Stornierungsgebühren sind in der österreichischen Dienstleistungslandschaft längst keine Seltenheit mehr. Wer seinen Tisch im Restaurant nicht absagt, beim Friseur unentschuldigt fehlt oder das Hotelzimmer kurzfristig storniert, muss mit Kosten rechnen. Nun zieht auch die Ärzteschaft nach, nachdem die Zahl der Patienten, die vereinbarte Termine ohne Absage verstreichen lassen, kontinuierlich steigt.
⇢ Termin verpasst?
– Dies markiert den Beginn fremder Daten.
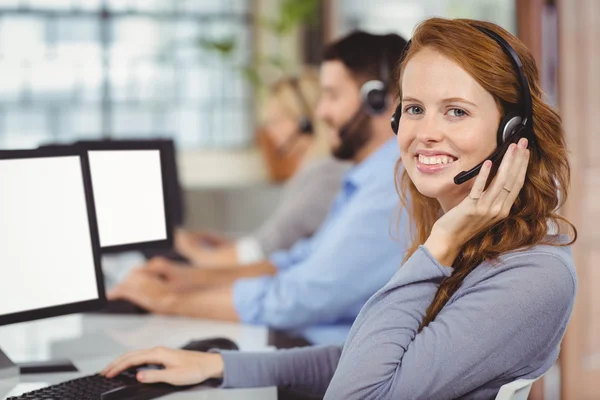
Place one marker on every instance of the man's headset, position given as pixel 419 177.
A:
pixel 514 125
pixel 305 123
pixel 374 98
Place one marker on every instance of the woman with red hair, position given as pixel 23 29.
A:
pixel 488 285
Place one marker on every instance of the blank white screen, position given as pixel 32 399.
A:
pixel 128 194
pixel 46 256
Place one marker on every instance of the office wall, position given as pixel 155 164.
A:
pixel 579 100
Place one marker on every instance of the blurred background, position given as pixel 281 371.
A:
pixel 197 71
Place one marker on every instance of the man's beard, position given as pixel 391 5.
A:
pixel 354 135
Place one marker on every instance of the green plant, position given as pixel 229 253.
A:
pixel 291 14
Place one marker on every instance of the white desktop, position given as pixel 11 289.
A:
pixel 50 266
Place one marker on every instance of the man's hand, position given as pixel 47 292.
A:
pixel 145 289
pixel 177 276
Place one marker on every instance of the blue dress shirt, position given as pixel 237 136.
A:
pixel 323 281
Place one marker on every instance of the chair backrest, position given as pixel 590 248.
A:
pixel 517 390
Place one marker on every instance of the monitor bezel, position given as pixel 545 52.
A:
pixel 71 308
pixel 117 145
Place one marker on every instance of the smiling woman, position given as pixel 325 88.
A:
pixel 487 287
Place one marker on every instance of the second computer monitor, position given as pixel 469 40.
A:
pixel 49 252
pixel 130 195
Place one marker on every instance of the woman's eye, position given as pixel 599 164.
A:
pixel 413 110
pixel 457 112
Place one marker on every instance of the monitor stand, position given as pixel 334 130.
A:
pixel 9 369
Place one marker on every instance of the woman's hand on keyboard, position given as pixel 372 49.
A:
pixel 181 367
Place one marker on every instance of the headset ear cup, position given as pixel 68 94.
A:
pixel 396 119
pixel 305 126
pixel 374 97
pixel 376 101
pixel 507 127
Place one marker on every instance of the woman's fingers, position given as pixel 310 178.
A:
pixel 479 184
pixel 157 355
pixel 502 189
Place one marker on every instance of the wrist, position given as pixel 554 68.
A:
pixel 201 277
pixel 218 366
pixel 167 304
pixel 441 248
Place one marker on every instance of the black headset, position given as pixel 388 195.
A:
pixel 374 98
pixel 514 125
pixel 374 93
pixel 305 124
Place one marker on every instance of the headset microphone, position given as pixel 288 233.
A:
pixel 514 125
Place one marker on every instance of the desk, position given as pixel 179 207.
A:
pixel 91 341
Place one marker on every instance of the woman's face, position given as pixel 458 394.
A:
pixel 279 125
pixel 448 125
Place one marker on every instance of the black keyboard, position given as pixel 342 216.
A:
pixel 124 386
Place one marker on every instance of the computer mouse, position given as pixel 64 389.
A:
pixel 211 343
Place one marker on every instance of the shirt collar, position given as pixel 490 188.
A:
pixel 377 164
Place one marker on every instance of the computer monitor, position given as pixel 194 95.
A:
pixel 49 245
pixel 131 194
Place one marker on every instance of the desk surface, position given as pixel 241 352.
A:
pixel 91 341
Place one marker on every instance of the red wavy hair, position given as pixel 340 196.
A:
pixel 536 208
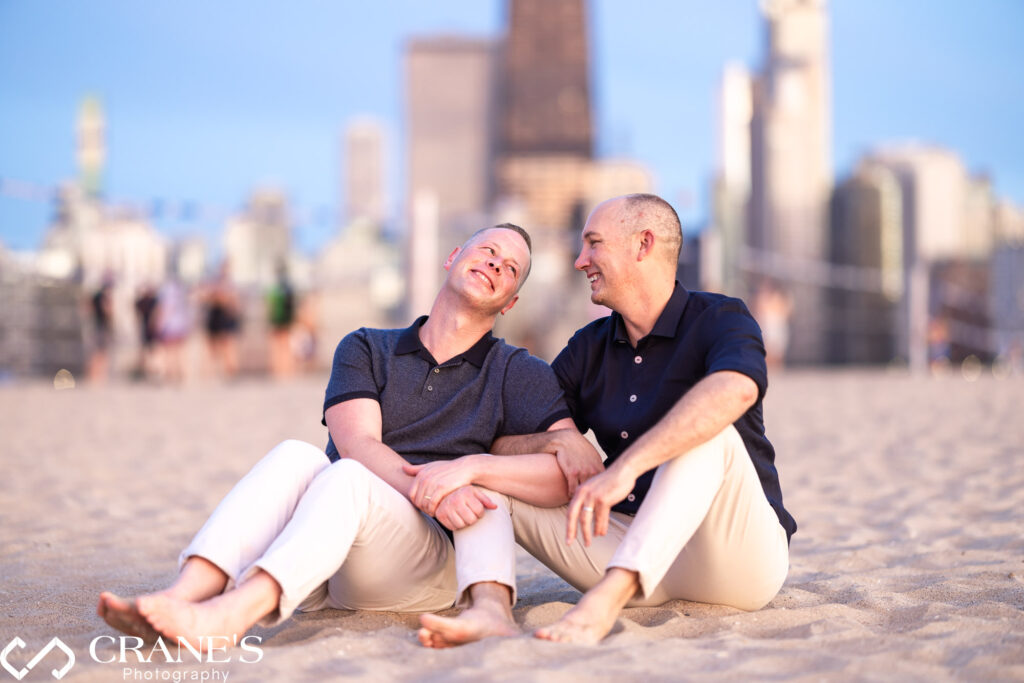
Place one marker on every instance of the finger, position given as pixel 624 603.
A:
pixel 431 506
pixel 601 515
pixel 457 520
pixel 482 498
pixel 586 520
pixel 570 521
Jetzt droht eine Strafgebühr beim Arzt
„Wir beobachten diese Entwicklung bereits seit 2016/17, doch mit der Corona-Pandemie hat sich das Problem drastisch verschärft„, berichtet Professor Dietmar Bayer, stellvertretender Vorsitzender des Bundesverbandes der niedergelassenen Ärzte.
Die Dimension des Problems wird durch aktuelle Zahlen aus Salzburg unterstrichen: Die dortige Ärztekammer geht davon aus, dass mittlerweile etwa ein Drittel der niedergelassenen Mediziner Ausfallgebühren einheben. In urbanen Gebieten könnte der Anteil sogar noch höher liegen.
Wachsendes Problem
Bayer, selbst Psychiater, kennt das Problem aus eigener Erfahrung: „Täglich bleiben bei mir durchschnittlich ein bis zwei Patienten unentschuldigt fern.“ Als einer der Vorreiter in seinem Fachgebiet führte er deshalb eine Stornogebühr ein. „Das Phänomen nimmt spürbar zu“, bestätigt der Mediziner.
„Wir erhalten zahlreiche Anfragen von Kollegen, die wissen wollen, wie sie solche Gebühren korrekt implementieren können.“ Die Höhe der Stornierungskosten variiert dabei erheblich – je nach Arzt und geplanter Behandlung können zwischen 50 und 120 Euro für nicht wahrgenommene Termine in Rechnung gestellt werden.